I also described a method from the Gottman Institute for understanding the dreams, or the deeper why, behind conflicts. But there is another question that is just as important.
When are we actually able to have that conversation?
Because even the best method does not work if our nervous system is in a state of alarm. This is where the 100 BPM rule in conflict becomes relevant.
When the body goes into fight mode
In Gottman’s research, a clear pattern appears in conflicts between partners. When our heart rate rises above around 100 beats per minute, something shifts in the body. We enter what is called emotional flooding.
This means that the nervous system moves into a fight or flight state. The body releases stress hormones, and the brain becomes more focused on protecting itself than on understanding the other person.
When this happens, it becomes very difficult to truly listen. Instead, we often begin to defend ourselves, argue, repeat our point again and again, or shut down completely.
Most people recognize this pattern. The conversation goes in circles. The same points are repeated. The tone becomes harsher. Misunderstandings grow. The longer the conversation continues in this state, the greater the risk of saying something we later regret.
Signs that your heart rate is above 100
Most people do not sit with a heart rate monitor during a conflict. That is why it is helpful to learn to recognize the signals from the body.
Typical signs that the nervous system is moving into an alarm state can include sweaty palms, a racing heart or a strong pulse in the chest, faster breathing, tension in the jaw or shoulders, a feeling of heat in the body or flushing in the face, thoughts speeding up, difficulty listening or concentrating, and a strong impulse to either attack or withdraw.
When these signals begin to appear, it is often a sign that your heart rate is approaching or has already passed 100 BPM. This is rarely a good moment to try to solve the problem.
Why taking a break is not a failure
One of the key insights from Gottman’s work is that we should not try to resolve conflicts when the nervous system is overloaded. If the heart rate is above 100 BPM, it is simply too difficult for the brain to collaborate.
Instead, a break of 15 to 20 minutes is recommended, where both people do something calming or distracting. This could be going for a walk, breathing slowly, listening to music, or doing something practical.
The point is not to avoid the conflict. The point is to give the body time to settle so the conversation can continue in a way where both people are actually able to listen.
This requires an important agreement in the relationship. A break is not an escape. It is a way of taking care of the conversation.
When the conversation resumes
When you come back to the conversation, it can make a big difference if your basic needs are somewhat met. This does not mean waiting for perfect conditions, but if possible, it helps not to be hungry, exhausted, or overwhelmed after a long day.
Food, sleep, and small breaks throughout the day influence our ability to regulate emotions more than many people realize. When the body is relatively balanced and resourced, it becomes much easier to stay curious, listen, and think clearly. It simply creates a better foundation for a constructive conversation.
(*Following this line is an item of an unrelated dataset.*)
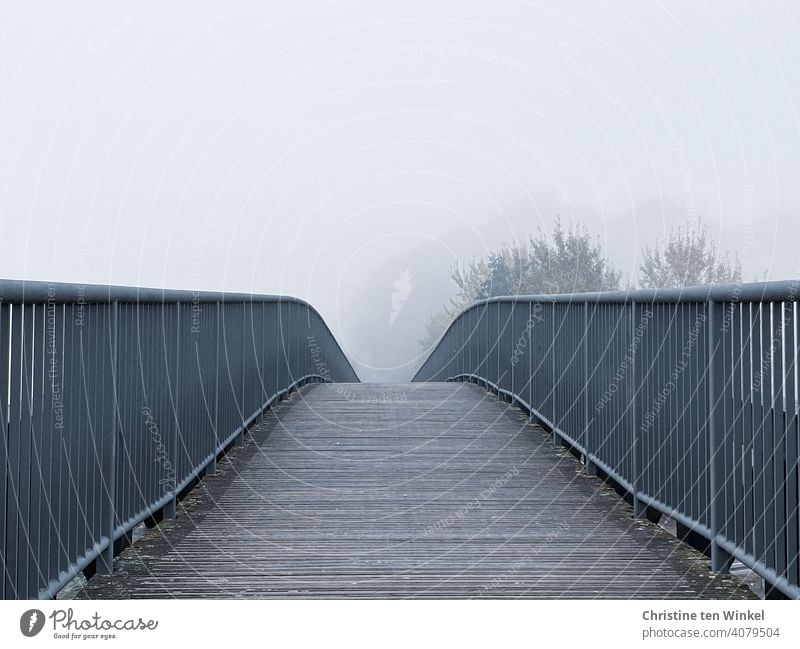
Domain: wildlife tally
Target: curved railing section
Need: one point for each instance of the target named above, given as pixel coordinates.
(687, 399)
(114, 400)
The conversation after the break
When returning to the conversation, Gottman works with a structure where partners take turns speaking.
One person speaks at a time while the other listens.
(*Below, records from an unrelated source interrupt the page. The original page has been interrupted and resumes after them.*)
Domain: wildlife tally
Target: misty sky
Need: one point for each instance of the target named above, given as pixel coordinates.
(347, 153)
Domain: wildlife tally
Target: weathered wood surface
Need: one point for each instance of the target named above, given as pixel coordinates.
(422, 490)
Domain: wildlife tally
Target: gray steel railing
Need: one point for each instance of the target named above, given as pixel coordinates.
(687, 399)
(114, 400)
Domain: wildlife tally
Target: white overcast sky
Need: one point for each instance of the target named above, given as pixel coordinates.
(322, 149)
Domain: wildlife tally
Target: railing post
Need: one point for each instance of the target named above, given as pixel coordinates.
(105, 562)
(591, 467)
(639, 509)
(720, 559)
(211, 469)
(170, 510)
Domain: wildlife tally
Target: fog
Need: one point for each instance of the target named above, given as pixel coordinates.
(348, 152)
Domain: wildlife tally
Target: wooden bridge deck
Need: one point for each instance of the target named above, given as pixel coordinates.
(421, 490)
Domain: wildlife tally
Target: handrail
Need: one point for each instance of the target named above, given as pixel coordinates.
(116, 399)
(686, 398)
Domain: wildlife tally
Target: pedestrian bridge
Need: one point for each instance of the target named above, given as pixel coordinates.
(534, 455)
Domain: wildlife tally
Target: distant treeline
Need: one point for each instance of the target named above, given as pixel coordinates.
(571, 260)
The person speaking aims to start gently. Instead of criticism or blame, they begin with their own experience and feelings. This can be done by using I statements and expressing a need or a request.
The person listening has a different role, which is to understand.
Many people find it helpful to take notes while listening, as it keeps the focus on what is being said rather than preparing a response.
During the conversation, both partners can use what Gottman calls repair attempts. These are small signals that show an effort to maintain connection. It could be saying “I hear what you are saying,” offering a gentle smile, apologizing, or making a small physical gesture like a nod or a hand on the arm. Small actions that communicate a willingness to understand.
Why the 100 BPM rule is especially important in ethical non-monogamous relationships
As I wrote in the first article, the dynamics in ethical non-monogamous relationships are not fundamentally different from those in monogamous ones. However, the intensity can often be higher.
When people move into ethical non-monogamy, it often activates very fundamental themes such as jealousy, safety, freedom, attachment, and identity. This means that conflicts can sometimes reach the nervous system more quickly.
For that reason, the ability to notice when a conversation is tipping into emotional flooding becomes even more important. Being able to say, “I can feel that I am becoming overwhelmed. I need a break so we can continue later.” Not as a way to avoid the conversation, but as a way to protect it.
Conflict is not only about content
When couples feel stuck in the same arguments again and again, it is often not only about the disagreement itself. It is also about how the conversation is happening.
If both people are in a state of alarm, even small differences become very difficult to navigate.
But when the nervous system settles, it becomes much easier to stay curious, to listen, and to recognize that there may be a deeper dream or a why behind the other person’s reaction, as described in the first article in this series.
At that point, conflict becomes something you can work with again, instead of something that pulls you further apart.